Rep: Dwina Agustin/ Red: Esthi Maharani
Sosok Erdogan meningkatkan pengaruh Turki dalam politik internasional sambil memetakan jalur independen.
Foto: AP Photo/Ali Unal
Sosok Erdogan meningkatkan pengaruh Turki dalam politik internasional sambil memetakan jalur independen.

REPUBLIKA.CO.ID, ANKARA -- Recep Tayyip Erdogan berhasil mengamankan kursi presiden setelah memenangkan Pemilu putaran kedua pada akhir pekan ini. Dia dapat meredam beberapa peran yang telah mengganggu sekutu aliansi Pakta Pertahanan Atlantik Utara (NATO), dengan tetap menjalin hubungan hangat bersama Rusia.

Sosok Erdogan meningkatkan pengaruh Turki dalam politik internasional sambil memetakan jalur independen. Menjelang pemilihan pada 14 Mei, dia menunda menyetujui masuknya Swedia ke dalam aliansi NATO.

Baca Juga

Erdogan menuduh Swedia terlalu lunak terhadap kelompok-kelompok yang dianggapnya sebagai teroris dan serangkaian protes pembakaran Alquran di Stockholm membuat marah basis pendukungnya. Kondisi itu membuat sikap kerasnya semakin populer.

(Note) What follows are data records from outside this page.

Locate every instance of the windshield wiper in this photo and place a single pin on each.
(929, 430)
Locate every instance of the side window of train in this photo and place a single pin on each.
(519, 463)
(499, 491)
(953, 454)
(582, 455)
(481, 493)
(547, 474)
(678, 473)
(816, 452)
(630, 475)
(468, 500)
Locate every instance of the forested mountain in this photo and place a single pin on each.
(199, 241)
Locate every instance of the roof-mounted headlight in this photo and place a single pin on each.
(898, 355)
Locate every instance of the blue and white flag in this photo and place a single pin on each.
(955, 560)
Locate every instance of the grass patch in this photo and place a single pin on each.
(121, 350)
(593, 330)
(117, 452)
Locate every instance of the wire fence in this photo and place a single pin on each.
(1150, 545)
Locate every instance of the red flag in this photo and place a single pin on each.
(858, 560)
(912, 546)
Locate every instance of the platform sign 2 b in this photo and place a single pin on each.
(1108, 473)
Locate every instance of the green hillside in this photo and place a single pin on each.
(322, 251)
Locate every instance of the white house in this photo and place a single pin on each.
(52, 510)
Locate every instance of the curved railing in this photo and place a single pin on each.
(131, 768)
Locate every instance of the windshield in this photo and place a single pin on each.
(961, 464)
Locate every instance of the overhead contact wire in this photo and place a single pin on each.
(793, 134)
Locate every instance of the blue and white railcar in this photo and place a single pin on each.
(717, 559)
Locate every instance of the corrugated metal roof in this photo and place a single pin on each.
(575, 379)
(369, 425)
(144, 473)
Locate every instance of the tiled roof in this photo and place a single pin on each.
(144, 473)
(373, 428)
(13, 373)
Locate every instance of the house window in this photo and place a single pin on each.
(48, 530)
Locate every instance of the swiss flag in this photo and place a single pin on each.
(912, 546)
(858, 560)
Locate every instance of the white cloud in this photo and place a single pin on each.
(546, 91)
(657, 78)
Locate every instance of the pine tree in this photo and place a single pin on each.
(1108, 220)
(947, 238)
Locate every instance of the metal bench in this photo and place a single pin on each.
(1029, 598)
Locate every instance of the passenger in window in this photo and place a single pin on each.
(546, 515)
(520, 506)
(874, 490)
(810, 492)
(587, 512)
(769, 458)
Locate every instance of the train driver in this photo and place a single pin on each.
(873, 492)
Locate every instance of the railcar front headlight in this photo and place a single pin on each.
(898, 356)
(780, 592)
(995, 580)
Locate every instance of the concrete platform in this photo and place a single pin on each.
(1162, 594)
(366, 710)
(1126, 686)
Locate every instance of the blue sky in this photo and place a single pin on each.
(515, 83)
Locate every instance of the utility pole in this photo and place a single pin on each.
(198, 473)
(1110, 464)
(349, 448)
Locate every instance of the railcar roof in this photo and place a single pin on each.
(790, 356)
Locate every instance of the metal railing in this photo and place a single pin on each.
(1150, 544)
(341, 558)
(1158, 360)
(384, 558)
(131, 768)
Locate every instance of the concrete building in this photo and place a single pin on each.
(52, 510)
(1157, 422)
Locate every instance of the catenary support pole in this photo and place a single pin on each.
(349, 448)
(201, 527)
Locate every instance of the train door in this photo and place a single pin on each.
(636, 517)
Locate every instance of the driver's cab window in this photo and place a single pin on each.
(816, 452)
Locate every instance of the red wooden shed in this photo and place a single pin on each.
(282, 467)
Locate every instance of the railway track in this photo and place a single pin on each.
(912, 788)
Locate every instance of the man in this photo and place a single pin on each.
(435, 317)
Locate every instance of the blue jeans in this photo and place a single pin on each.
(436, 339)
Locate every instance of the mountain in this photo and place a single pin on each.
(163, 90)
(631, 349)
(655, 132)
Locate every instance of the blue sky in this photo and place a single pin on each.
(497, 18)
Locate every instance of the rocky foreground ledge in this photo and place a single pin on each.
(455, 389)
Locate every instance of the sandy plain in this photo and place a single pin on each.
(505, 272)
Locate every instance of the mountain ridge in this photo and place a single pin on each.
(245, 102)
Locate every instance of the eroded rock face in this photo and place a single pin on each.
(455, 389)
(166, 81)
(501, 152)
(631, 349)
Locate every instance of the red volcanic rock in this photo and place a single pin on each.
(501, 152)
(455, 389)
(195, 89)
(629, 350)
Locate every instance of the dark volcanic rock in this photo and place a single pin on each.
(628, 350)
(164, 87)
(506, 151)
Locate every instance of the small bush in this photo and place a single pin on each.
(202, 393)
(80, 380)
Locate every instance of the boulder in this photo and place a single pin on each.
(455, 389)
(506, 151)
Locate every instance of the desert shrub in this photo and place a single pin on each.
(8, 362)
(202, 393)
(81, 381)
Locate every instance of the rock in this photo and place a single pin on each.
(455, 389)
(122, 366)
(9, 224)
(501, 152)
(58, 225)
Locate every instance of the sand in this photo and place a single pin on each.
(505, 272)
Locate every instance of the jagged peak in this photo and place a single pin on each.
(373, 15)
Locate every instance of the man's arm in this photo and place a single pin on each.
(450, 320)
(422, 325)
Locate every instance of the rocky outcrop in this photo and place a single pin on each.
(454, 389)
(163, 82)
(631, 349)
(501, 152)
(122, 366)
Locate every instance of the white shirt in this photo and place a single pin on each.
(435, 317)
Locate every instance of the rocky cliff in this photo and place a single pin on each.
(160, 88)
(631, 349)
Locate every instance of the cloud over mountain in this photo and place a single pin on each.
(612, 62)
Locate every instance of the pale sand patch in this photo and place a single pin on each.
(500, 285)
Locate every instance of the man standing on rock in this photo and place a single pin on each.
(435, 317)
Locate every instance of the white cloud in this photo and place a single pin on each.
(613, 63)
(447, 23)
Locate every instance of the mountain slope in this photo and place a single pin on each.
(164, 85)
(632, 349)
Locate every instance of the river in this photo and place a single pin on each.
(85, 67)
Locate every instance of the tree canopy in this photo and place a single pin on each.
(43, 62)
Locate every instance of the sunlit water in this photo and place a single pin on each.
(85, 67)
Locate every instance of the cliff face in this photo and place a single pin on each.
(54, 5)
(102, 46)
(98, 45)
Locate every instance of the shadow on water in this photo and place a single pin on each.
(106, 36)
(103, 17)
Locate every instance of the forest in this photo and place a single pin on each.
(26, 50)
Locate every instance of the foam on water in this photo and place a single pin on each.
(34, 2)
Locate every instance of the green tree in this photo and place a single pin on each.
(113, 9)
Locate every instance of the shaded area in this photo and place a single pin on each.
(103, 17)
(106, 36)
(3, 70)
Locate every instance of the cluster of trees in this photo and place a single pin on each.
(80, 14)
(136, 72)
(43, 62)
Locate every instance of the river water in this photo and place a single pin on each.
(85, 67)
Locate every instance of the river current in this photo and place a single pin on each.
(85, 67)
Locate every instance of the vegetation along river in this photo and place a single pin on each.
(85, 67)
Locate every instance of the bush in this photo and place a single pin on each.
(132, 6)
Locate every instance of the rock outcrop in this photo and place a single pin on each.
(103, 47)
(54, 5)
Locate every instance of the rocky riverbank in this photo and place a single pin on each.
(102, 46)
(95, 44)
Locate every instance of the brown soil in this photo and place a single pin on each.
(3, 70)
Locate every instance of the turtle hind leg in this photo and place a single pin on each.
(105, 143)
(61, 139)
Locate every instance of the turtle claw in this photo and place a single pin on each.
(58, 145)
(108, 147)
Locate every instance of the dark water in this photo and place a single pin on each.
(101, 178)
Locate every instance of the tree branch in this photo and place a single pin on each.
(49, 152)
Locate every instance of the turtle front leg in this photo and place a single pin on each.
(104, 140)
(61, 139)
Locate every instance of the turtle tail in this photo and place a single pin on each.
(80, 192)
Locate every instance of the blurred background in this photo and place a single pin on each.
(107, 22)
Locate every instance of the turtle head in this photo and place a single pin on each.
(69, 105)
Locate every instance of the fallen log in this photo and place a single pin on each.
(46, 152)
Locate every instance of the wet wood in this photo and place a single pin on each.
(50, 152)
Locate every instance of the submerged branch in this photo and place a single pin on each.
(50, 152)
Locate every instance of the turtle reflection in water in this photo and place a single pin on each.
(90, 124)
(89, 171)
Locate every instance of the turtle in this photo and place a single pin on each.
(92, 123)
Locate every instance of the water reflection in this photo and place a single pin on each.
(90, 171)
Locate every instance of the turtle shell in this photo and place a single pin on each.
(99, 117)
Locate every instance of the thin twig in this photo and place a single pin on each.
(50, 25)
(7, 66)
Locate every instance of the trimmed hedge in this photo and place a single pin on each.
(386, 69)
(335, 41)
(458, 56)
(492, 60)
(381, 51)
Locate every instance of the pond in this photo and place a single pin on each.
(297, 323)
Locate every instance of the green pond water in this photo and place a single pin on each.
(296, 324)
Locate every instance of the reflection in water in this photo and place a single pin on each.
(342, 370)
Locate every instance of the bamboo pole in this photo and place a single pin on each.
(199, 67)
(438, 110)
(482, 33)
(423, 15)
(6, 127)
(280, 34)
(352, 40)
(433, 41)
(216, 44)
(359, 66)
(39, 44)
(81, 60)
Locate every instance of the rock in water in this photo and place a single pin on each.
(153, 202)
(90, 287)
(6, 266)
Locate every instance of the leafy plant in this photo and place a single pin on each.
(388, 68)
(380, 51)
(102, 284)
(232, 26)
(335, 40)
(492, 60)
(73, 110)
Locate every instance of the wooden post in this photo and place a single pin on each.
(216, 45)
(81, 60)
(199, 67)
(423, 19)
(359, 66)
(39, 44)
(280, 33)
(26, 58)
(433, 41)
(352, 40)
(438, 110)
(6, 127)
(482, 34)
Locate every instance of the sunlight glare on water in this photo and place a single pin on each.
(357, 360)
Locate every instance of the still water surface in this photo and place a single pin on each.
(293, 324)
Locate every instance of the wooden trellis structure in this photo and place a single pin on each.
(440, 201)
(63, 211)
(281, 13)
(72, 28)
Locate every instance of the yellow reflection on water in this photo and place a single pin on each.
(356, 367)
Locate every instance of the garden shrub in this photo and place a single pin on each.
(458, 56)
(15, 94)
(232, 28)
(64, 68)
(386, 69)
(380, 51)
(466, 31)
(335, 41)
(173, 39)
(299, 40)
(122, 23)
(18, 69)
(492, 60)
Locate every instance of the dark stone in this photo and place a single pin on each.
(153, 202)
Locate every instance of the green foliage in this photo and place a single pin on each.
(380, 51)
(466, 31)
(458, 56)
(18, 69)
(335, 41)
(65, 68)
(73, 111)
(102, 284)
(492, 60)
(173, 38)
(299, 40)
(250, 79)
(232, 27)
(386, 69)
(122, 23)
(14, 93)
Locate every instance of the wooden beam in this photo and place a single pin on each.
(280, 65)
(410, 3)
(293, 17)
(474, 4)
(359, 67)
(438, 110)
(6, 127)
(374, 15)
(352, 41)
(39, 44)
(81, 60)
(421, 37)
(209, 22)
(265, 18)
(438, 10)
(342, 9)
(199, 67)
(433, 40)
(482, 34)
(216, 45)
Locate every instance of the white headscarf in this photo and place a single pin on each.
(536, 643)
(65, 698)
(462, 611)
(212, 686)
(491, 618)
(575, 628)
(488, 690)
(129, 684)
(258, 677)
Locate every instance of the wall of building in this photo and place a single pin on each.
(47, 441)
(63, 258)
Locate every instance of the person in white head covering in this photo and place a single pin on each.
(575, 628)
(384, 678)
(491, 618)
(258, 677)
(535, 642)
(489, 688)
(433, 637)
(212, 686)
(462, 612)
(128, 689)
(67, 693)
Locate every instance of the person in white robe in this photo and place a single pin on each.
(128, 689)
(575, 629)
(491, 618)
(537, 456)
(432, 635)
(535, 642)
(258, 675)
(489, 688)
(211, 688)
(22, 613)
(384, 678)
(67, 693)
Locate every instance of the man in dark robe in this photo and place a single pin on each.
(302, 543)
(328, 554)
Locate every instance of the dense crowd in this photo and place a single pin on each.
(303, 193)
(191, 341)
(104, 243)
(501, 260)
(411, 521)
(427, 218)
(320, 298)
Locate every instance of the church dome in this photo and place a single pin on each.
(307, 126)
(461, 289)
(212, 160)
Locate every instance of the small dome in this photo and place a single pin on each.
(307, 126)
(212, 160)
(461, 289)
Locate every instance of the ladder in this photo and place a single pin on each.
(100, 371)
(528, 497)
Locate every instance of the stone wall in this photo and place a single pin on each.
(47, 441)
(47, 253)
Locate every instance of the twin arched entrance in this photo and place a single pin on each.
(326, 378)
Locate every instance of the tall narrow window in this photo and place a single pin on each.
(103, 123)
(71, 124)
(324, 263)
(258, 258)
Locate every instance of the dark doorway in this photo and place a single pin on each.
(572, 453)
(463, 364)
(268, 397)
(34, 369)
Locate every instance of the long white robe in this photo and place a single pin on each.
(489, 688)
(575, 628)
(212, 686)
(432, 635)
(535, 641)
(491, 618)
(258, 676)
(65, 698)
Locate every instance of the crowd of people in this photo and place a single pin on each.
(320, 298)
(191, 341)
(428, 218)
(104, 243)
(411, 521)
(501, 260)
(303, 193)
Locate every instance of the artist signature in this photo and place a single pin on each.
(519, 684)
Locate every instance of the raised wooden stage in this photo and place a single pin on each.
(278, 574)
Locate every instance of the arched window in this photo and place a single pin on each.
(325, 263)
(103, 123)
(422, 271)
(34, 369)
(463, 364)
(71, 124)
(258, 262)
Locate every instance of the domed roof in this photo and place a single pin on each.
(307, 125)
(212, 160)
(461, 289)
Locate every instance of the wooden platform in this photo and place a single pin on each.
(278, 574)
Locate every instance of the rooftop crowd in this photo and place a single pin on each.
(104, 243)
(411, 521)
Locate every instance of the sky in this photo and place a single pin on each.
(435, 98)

Dengan masa depan politiknya yang sekarang aman, Erdogan mungkin bersedia untuk mencabut keberatannya terhadap keanggotaan Swedia, yang harus disetujui dengan suara bulat dari anggota NATO. Turki dan Hongaria merupakan dua negara dalam aliansi yang belum meratifikasi tawaran tersebut.

“Turki kemungkinan akan memberi sinyal terbuka untuk beberapa bentuk pemulihan hubungan, seperti dengan mendorong ratifikasi parlemen atas aksesi Swedia ke NATO,” kata Jay Truesdale yang mengepalai konsultan risiko geopolitik Veracity Worldwide.

Namun, keputusan itu tidak berarti Erdogan berencana untuk meninggalkan hubungannya dengan Rusia. Ankara mengandalkan Moskow untuk pendapatan energi dan pariwisata.

“Erdogan telah berhasil mempertahankan kebijakan luar negeri multi-vektor, yang memungkinkan dia untuk memiliki hubungan yang konstruktif dengan Rusia, Cina, dan negara-negara di seluruh Timur Tengah, bahkan jika ini merugikan aliansi Turki dengan Barat,” kata Truesdale.

Sikap tersebut sering menempatkan Turki di pusat konflik dan debat internasional utama. Negara ini membantu merundingkan kesepakatan untuk memulai kembali ekspor biji-bijian Ukraina dan mencegah kekurangan pangan global. Kemudian mengintervensi secara militer dalam perang sipil Suriah, terlibat dalam eksplorasi gas yang kontroversial di Mediterania, menampung jutaan Orang-orang Suriah melarikan diri dari kekerasan. Bahkan Turki sering menggunakan para pengungsi dalam negosiasi dengan tetangganya di Eropa.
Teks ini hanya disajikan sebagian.